There is much more in the manual than we have listed here, of course. But these excerpts can give us some insights into how the regulators are approaching the VR. For example:

>      The regulators are aware of the opportunity, and perhaps desire, to obfuscate compliance with the rules. Several places in the instructions warn examiners to make sure that efforts are “meaningful,” particularly around the metrics.

>      In most of the more difficult areas of the metrics, for example the inventory aging and turnover categories, the instructions appear to offer no additional help. For example, on the question of how to apply inventory aging and turnover, the instructions simply say, For the inventory turnover ratio and inventory aging, determine whether the bank’s systems can compute delta-adjusted notional value and 10-year bond equivalent values. (For options, value means delta-adjusted notional value; for other interest rate derivatives, value means 10-year bond equivalent value). There is nothing about what to do if a bank opened a position, or opened and closed the position on the same day, which would result in a turnover ratio of ∞. Either the regulators haven’t identified these problems yet or don’t yet have an answer.

>      The instructions don’t give any guidance on how examiners are to determine that a bank stands ready to buy or sell those instruments that trade infrequently or are new to the market. Here again, the regulators may not have identified the uncertainty, or may not have an answer.
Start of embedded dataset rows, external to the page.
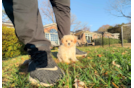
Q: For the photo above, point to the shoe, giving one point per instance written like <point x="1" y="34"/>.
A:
<point x="43" y="70"/>
<point x="80" y="53"/>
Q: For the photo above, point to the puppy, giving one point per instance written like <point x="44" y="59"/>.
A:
<point x="68" y="49"/>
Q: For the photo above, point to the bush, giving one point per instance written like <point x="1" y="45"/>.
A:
<point x="106" y="41"/>
<point x="11" y="46"/>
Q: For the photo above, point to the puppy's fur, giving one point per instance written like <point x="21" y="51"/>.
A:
<point x="68" y="49"/>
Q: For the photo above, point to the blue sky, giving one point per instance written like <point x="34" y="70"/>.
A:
<point x="94" y="14"/>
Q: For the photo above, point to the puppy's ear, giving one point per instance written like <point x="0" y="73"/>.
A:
<point x="75" y="39"/>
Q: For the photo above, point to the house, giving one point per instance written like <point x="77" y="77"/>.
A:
<point x="96" y="35"/>
<point x="84" y="37"/>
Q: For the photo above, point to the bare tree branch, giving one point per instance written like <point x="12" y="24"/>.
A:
<point x="118" y="7"/>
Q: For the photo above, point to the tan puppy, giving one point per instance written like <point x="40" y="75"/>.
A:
<point x="68" y="49"/>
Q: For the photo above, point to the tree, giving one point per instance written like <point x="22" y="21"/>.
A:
<point x="103" y="28"/>
<point x="119" y="8"/>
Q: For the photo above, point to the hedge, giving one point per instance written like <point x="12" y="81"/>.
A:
<point x="11" y="46"/>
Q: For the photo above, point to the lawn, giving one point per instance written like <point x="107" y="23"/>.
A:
<point x="96" y="70"/>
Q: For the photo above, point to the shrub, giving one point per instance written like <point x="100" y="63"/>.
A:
<point x="11" y="46"/>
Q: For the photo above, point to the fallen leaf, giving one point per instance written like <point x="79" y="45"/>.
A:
<point x="78" y="84"/>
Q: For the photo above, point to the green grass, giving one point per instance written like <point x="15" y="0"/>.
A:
<point x="94" y="71"/>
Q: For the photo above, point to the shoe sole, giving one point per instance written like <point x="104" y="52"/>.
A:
<point x="83" y="55"/>
<point x="37" y="83"/>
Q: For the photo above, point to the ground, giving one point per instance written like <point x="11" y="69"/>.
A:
<point x="103" y="67"/>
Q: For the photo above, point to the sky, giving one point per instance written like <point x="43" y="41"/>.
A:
<point x="94" y="14"/>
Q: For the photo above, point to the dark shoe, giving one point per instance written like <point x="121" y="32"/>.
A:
<point x="43" y="70"/>
<point x="80" y="53"/>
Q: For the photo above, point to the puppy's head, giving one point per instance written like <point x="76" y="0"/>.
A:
<point x="69" y="40"/>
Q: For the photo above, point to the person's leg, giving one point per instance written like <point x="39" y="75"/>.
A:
<point x="25" y="16"/>
<point x="62" y="13"/>
<point x="61" y="10"/>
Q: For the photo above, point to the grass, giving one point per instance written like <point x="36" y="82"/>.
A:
<point x="96" y="70"/>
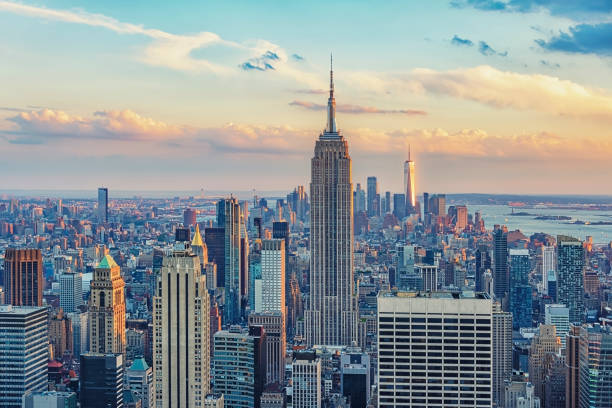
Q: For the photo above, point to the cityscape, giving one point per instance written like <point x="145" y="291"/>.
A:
<point x="145" y="264"/>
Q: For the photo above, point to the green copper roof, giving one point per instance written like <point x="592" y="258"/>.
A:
<point x="139" y="365"/>
<point x="107" y="262"/>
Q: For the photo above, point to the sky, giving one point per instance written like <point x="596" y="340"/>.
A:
<point x="492" y="96"/>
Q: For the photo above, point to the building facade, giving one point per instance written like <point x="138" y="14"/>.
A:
<point x="331" y="318"/>
<point x="107" y="309"/>
<point x="24" y="351"/>
<point x="435" y="349"/>
<point x="181" y="355"/>
<point x="23" y="281"/>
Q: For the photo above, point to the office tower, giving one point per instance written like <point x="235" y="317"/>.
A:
<point x="461" y="217"/>
<point x="239" y="365"/>
<point x="519" y="393"/>
<point x="60" y="335"/>
<point x="306" y="369"/>
<point x="71" y="291"/>
<point x="552" y="285"/>
<point x="399" y="206"/>
<point x="181" y="358"/>
<point x="189" y="217"/>
<point x="428" y="275"/>
<point x="545" y="342"/>
<point x="49" y="399"/>
<point x="502" y="352"/>
<point x="80" y="333"/>
<point x="595" y="364"/>
<point x="437" y="205"/>
<point x="276" y="343"/>
<point x="107" y="309"/>
<point x="360" y="199"/>
<point x="273" y="276"/>
<point x="199" y="247"/>
<point x="23" y="281"/>
<point x="101" y="380"/>
<point x="570" y="285"/>
<point x="24" y="346"/>
<point x="331" y="318"/>
<point x="387" y="206"/>
<point x="228" y="217"/>
<point x="449" y="360"/>
<point x="483" y="263"/>
<point x="215" y="242"/>
<point x="500" y="258"/>
<point x="558" y="316"/>
<point x="214" y="401"/>
<point x="520" y="290"/>
<point x="373" y="197"/>
<point x="548" y="265"/>
<point x="409" y="187"/>
<point x="139" y="379"/>
<point x="103" y="205"/>
<point x="355" y="377"/>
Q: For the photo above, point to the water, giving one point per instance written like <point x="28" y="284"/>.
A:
<point x="500" y="214"/>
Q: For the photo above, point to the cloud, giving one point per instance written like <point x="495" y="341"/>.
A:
<point x="311" y="91"/>
<point x="568" y="8"/>
<point x="261" y="63"/>
<point x="549" y="64"/>
<point x="356" y="109"/>
<point x="582" y="39"/>
<point x="461" y="41"/>
<point x="486" y="50"/>
<point x="504" y="89"/>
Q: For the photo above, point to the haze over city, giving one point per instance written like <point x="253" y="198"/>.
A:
<point x="493" y="96"/>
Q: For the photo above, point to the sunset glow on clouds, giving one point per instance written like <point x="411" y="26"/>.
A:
<point x="244" y="102"/>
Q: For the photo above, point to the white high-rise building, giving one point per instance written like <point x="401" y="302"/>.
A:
<point x="306" y="369"/>
<point x="331" y="316"/>
<point x="273" y="275"/>
<point x="24" y="352"/>
<point x="548" y="265"/>
<point x="71" y="291"/>
<point x="181" y="356"/>
<point x="409" y="189"/>
<point x="558" y="315"/>
<point x="435" y="349"/>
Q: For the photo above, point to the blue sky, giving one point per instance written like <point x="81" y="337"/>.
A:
<point x="494" y="96"/>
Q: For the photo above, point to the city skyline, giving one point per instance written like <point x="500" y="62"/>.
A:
<point x="485" y="110"/>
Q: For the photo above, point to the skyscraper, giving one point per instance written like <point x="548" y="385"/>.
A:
<point x="331" y="318"/>
<point x="24" y="346"/>
<point x="101" y="380"/>
<point x="520" y="290"/>
<point x="548" y="265"/>
<point x="500" y="258"/>
<point x="239" y="365"/>
<point x="228" y="217"/>
<point x="409" y="187"/>
<point x="71" y="291"/>
<point x="570" y="283"/>
<point x="502" y="352"/>
<point x="181" y="356"/>
<point x="435" y="349"/>
<point x="373" y="196"/>
<point x="107" y="309"/>
<point x="103" y="205"/>
<point x="306" y="370"/>
<point x="23" y="281"/>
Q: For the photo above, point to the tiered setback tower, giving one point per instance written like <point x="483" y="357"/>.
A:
<point x="331" y="318"/>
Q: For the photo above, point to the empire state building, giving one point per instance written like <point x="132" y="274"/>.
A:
<point x="331" y="316"/>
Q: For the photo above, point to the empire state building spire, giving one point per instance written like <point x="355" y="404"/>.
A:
<point x="331" y="102"/>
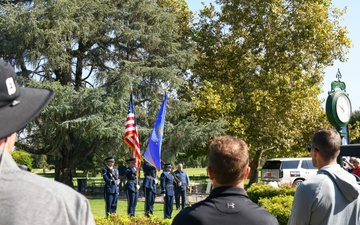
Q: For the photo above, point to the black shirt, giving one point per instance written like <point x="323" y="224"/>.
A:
<point x="225" y="205"/>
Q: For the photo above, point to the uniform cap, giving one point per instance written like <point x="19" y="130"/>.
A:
<point x="110" y="159"/>
<point x="130" y="160"/>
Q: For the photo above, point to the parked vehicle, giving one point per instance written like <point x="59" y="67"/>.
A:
<point x="288" y="170"/>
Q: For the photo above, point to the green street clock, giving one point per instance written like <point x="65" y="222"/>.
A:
<point x="338" y="108"/>
<point x="338" y="105"/>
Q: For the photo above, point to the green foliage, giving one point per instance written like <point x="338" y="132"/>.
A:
<point x="279" y="206"/>
<point x="277" y="201"/>
<point x="260" y="67"/>
<point x="22" y="158"/>
<point x="258" y="191"/>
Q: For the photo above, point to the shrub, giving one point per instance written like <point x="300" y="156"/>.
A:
<point x="258" y="191"/>
<point x="279" y="206"/>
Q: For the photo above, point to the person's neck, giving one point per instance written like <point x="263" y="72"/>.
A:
<point x="239" y="185"/>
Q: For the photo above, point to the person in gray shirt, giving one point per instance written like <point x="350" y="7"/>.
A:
<point x="26" y="198"/>
<point x="332" y="196"/>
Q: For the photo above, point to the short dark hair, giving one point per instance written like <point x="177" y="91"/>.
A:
<point x="328" y="142"/>
<point x="228" y="159"/>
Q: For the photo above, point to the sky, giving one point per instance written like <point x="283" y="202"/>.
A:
<point x="347" y="69"/>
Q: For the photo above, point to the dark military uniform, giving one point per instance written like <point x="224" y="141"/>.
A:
<point x="225" y="205"/>
<point x="149" y="187"/>
<point x="132" y="193"/>
<point x="180" y="190"/>
<point x="111" y="189"/>
<point x="167" y="183"/>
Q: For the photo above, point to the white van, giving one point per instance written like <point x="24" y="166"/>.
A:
<point x="288" y="170"/>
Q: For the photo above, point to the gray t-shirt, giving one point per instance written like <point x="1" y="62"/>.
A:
<point x="26" y="198"/>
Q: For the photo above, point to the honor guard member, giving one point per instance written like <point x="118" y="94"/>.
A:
<point x="122" y="176"/>
<point x="131" y="187"/>
<point x="149" y="186"/>
<point x="111" y="189"/>
<point x="167" y="183"/>
<point x="181" y="187"/>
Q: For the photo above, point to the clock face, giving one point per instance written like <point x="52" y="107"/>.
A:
<point x="343" y="108"/>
Overall, the instructions mostly parrot the rule itself, without clarifying many of the complexities and uncertainties around enforcement. If this is an indication of the preparations examiners will get for their very difficult tasks, we should expect a good deal of confusion, and possibly some contention. Thus it behooves banks to start a dialog now with their assigned examiners about how they will apply these instructions and what the results will be.